In an article criticizing Republican vice-presidential candidate Mike Pence for his record on lesbian and gay issues, Democratic Lt. Gov. Gavin Newsom wrote about Pence’s support for conversion therapy — a discredited practice intended to “retrain” gay people.
One paragraph contains sentences nearly identical to those on the website of the National Center for Lesbian Rights, but it is not attributed as such.
Kate Kendell, executive director of NCLR, said she knew Newsom was writing the piece and sent material to his team, likely including that specific link, which she encouraged them to use.
“If somebody’s suggesting that’s plagiarism, that’s hilarious,” she said. “It’s open-source material that anybody who googles ‘conversion therapy methods’ would get this paragraph of methods that are used.”

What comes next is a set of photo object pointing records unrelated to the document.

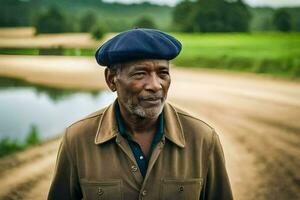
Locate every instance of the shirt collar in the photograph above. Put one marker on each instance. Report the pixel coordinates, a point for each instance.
(108, 128)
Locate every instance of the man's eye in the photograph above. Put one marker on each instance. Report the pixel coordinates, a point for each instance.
(164, 73)
(139, 74)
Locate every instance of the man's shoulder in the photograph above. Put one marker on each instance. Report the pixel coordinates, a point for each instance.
(194, 127)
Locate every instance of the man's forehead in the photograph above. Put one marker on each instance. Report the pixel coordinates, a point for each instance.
(147, 62)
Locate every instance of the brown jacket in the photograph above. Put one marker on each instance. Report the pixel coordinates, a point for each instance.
(95, 162)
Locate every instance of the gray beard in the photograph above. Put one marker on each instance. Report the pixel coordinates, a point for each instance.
(144, 112)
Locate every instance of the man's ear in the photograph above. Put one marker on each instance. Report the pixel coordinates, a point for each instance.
(110, 78)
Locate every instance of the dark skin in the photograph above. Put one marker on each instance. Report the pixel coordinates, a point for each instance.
(145, 84)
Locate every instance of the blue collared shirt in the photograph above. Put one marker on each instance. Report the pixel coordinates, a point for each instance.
(140, 158)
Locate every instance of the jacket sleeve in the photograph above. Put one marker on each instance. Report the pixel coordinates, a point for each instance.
(216, 183)
(65, 184)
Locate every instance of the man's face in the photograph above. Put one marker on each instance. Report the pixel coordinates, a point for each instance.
(142, 87)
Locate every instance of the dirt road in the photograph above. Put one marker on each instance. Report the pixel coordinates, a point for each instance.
(258, 120)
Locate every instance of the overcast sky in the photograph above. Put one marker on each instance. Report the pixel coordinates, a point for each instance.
(273, 3)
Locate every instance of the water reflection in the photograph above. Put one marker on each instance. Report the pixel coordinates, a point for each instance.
(55, 94)
(49, 109)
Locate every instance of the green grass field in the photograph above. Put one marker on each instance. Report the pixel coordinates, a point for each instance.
(272, 53)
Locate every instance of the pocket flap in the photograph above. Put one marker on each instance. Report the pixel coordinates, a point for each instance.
(180, 189)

Several other posts on Newsom’s Twitter and Facebook feeds about Pence also appear to have originally appeared elsewhere and are not attributed to their sources: Mother Jones, Vox and New York Magazine, which posted a story called “The 5 Worst Decisions Mike Pence Has Made About Women’s Health.”
The passage, minus the introduction, appeared word-for-word in shaded quote boxes on Newsom’s Facebook page, including the numerical listing, and in separate posts on his Twitter feed, without attribution noting the material originally came from New York Magazine.
Newsom, a candidate for governor in 2018, is a prolific social media user who often posts updates several times a day. His political spokesman, Jason Kinney, said Newsom is “generous with personal credit, retweets and shares according to the brave new standards of online posting.”
“Given his thousands of recent posts, it’s not surprising to have citation ambiguity on a fraction of them but they were clearly formatted in common online practice to appear as material from another source,” Kinney said in a statement. “After all, Gavin’s online mission is to promote and celebrate diverse voices, not diminish them — and he bends over backwards wherever practical to highlight their ideas and identities.”
The revelations come just days after Newsom, a candidate for governor in 2018, changed a post on Twitter to give credit to Air Force Col. Tom Moe after the Sacramento Bee questioned the source of the passage, which was nearly identical to one authored by Moe last year.
“Good catch,” Newsom responded on Twitter.
Kinney said that perhaps attribution standards are shifting.
“He understands in the post-Melania world that he needs to be even more hypersensitive about credit so, going forward, he’ll be applying even stricter citation standards to links, shares and retweets.”
Melania Trump, the wife of Republican presidential nominee Donald Trump, came under intense scrutiny last week after it was revealed that parts of her GOP convention speech were copied from a speech given by first lady Michelle Obama after her husband won the Democratic presidential nomination in 2008.